I took my girlies to the park the other day. It had been one of those days filled with all sorts of lovely moments that make me feel so glad to be a mum and to be able to spend all my days at home with my girls but then it escalated into one of those other days. You know, the ones filled with all sorts of un-lovely moments where everything happens at once and you feel like you must.get.out.of.the.house.
I must get out before anything else happens and once Kilmeny is in the stroller and Khaira is in the Ergo, I walk and I walk and my prayers begin to be more of a conversation rather then short bursts of frustration.
I walked around the block and through the park, over the bridge and along the water. It was at the gloaming, the magical hour of the day where it isn't still day and isn't quite night. There was a nip in the air and a slight mist as if the clouds were deciding to dump a deluge of water and chose a sprinkle instead.

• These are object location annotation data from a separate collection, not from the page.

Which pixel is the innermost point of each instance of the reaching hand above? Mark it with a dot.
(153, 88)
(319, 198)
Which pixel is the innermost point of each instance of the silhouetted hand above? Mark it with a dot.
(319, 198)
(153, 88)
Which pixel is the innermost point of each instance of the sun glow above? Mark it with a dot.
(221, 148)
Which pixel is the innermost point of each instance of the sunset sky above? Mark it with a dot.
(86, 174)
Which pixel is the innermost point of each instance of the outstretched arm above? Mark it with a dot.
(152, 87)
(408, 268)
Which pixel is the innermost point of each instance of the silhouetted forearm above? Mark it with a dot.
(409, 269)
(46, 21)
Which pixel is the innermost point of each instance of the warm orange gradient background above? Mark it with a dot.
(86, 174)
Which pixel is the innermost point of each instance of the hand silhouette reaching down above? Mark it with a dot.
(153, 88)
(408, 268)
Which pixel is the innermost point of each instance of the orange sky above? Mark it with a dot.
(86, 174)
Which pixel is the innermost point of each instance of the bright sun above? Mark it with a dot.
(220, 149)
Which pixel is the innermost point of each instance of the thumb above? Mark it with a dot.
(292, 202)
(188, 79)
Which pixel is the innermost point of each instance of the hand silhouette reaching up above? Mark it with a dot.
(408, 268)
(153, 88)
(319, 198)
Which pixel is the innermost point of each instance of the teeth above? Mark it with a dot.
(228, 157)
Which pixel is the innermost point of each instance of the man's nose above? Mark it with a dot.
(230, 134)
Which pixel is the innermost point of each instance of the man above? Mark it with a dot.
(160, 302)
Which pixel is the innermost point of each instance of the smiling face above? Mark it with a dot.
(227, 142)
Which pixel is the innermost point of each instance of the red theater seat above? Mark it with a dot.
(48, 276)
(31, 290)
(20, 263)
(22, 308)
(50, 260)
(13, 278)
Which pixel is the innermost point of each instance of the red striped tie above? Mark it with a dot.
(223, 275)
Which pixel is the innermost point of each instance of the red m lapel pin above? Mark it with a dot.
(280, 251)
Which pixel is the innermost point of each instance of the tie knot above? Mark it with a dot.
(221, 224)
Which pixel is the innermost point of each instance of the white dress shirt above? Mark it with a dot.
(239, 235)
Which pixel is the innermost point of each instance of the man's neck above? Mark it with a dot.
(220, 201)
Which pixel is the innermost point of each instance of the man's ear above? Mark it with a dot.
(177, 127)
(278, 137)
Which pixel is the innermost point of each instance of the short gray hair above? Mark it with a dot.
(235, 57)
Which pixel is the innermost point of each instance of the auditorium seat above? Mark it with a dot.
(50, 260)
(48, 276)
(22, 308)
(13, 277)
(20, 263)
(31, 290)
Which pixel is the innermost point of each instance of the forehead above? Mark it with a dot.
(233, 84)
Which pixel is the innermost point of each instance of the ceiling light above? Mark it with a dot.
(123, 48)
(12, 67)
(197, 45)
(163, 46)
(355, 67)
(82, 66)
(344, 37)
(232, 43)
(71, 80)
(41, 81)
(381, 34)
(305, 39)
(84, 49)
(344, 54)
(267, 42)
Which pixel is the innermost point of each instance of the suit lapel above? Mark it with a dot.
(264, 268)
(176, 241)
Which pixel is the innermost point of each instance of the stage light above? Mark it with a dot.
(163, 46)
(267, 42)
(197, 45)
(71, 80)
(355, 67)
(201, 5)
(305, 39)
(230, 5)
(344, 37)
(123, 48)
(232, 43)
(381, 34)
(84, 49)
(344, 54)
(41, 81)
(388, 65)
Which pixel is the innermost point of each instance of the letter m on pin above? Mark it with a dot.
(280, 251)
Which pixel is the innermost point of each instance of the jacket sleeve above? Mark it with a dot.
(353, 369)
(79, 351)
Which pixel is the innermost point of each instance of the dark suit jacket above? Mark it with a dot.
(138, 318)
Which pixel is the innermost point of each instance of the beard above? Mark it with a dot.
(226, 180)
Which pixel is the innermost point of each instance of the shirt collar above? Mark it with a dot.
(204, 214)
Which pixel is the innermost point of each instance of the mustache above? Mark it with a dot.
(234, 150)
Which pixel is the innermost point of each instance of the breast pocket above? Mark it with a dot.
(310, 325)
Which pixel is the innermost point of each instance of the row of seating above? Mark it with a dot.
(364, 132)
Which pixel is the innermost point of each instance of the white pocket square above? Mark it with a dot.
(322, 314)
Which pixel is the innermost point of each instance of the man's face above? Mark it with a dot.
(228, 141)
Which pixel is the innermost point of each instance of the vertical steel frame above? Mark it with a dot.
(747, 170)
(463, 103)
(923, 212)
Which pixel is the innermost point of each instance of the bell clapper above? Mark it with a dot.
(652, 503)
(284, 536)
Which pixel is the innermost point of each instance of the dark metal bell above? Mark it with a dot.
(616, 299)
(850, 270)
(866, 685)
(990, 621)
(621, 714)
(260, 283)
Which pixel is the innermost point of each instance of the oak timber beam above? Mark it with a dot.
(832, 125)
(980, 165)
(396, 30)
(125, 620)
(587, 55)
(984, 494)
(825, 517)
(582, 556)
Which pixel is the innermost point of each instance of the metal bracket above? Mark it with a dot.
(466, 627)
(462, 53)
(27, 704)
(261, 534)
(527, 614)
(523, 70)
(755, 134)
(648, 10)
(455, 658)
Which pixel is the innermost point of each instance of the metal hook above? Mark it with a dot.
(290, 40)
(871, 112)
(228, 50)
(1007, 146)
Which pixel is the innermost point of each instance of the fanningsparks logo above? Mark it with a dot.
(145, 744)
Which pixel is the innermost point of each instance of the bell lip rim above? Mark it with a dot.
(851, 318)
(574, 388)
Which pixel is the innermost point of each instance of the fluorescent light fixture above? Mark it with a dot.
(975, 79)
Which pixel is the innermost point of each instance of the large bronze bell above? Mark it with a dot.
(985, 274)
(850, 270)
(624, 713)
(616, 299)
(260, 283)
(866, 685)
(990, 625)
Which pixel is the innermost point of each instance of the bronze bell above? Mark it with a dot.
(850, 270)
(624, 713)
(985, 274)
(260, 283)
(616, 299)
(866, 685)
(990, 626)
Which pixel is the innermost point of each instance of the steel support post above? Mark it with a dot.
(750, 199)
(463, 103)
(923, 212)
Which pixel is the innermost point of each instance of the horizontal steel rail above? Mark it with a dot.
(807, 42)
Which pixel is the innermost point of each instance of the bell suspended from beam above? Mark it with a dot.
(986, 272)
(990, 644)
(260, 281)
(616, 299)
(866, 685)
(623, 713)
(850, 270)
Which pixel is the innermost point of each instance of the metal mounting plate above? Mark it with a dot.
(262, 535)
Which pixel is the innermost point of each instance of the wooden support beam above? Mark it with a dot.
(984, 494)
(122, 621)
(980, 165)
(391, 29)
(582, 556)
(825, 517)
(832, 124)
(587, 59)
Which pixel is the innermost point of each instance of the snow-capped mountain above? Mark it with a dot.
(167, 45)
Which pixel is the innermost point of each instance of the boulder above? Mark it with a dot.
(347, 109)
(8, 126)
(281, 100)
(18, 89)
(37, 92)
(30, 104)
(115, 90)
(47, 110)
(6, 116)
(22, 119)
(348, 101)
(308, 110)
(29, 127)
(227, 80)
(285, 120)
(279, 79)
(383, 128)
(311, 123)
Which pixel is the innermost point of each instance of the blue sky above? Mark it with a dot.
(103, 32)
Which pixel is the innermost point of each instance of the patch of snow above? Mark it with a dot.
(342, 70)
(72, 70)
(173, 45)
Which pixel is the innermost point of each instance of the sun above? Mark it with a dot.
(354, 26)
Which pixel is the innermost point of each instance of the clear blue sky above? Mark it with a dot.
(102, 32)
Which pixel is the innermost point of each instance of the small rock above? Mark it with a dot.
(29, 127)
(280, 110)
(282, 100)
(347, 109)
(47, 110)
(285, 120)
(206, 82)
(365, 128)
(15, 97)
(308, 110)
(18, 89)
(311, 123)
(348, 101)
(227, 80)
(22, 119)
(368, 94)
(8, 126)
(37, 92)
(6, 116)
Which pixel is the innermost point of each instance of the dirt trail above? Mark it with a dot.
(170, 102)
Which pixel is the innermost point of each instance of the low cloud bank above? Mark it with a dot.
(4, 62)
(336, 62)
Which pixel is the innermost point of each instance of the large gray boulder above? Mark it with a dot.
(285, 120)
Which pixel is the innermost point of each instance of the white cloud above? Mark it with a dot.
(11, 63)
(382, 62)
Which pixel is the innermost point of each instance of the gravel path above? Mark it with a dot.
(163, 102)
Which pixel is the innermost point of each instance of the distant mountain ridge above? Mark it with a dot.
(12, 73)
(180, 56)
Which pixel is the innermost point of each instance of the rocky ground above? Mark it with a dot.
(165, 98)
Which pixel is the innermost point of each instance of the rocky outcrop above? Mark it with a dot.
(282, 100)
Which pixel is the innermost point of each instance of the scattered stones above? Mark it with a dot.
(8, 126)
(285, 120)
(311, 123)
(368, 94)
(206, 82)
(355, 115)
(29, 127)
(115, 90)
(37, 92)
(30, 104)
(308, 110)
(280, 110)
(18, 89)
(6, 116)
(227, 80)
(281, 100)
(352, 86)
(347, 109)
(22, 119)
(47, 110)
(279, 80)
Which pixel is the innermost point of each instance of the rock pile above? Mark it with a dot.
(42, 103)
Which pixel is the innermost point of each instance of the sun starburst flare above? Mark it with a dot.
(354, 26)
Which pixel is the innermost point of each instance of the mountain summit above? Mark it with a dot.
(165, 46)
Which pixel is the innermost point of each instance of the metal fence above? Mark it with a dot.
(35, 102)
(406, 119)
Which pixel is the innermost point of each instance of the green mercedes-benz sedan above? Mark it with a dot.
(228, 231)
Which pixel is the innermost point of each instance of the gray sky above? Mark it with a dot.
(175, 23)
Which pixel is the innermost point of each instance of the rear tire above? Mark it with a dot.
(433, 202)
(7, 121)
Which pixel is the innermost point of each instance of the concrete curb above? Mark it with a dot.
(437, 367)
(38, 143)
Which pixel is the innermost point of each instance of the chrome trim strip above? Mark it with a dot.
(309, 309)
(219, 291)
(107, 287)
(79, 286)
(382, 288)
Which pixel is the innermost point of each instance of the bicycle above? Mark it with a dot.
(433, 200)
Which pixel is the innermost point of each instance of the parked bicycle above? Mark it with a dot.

We walked past the playground and I decided to go in. Yes, it was getting dark. Yes, it was chilly. Yes, I could have gone home and prepared supper. But I knew that we would only have a few such evenings left before the snow fell and I wanted to have that moment at the playground.
Kilmeny was in her element. She ran all over the play structures, even the 'big kid' ones that she normally isn't allowed on. I felt like the best mum in the world when I saw her smiles and heard her absolute delight. And oh, that day became so much more then just the mundane 'mum at home'. I snuggled my Khaira-baby close and I snapped some moments, trying to capture everything.
And I remember why I love being a mum. It's the hardest and the most rewarding thing I have ever undertaken.
Every day there is beauty and moments that beg to captured. And so I count the gifts, I snap the moments, and I write the words. But mostly I just live. And I write the stories on my girls' hearts.
When Kilmeny kisses Khaira and says 'wuv you'.
And Khaira smiles and smiles at Kilmeny singing.
And Kilmeny dances to new Christmas music.
Khaira talks and laughs and oh, what a happy, content baby she is.
And when both girls are crying and the kitchen is a mess and if I could just have a few minutes of quiet and no one needing me....and I can't.
When I get frustrated and impatient and they don't know what to do with mummy and I hug my girls close to quiet myself.
When it's almost bedtime and there are jammies to be worn and diapers to be changed and isn't it time yet?
When I snuggle on the couch with my jammie-clad babies and we read stories about Pooh and Peter Rabbit and I realize that nothing is as important as where I am right now.
This is my life. And it is beautiful.
What beauty are you embracing today?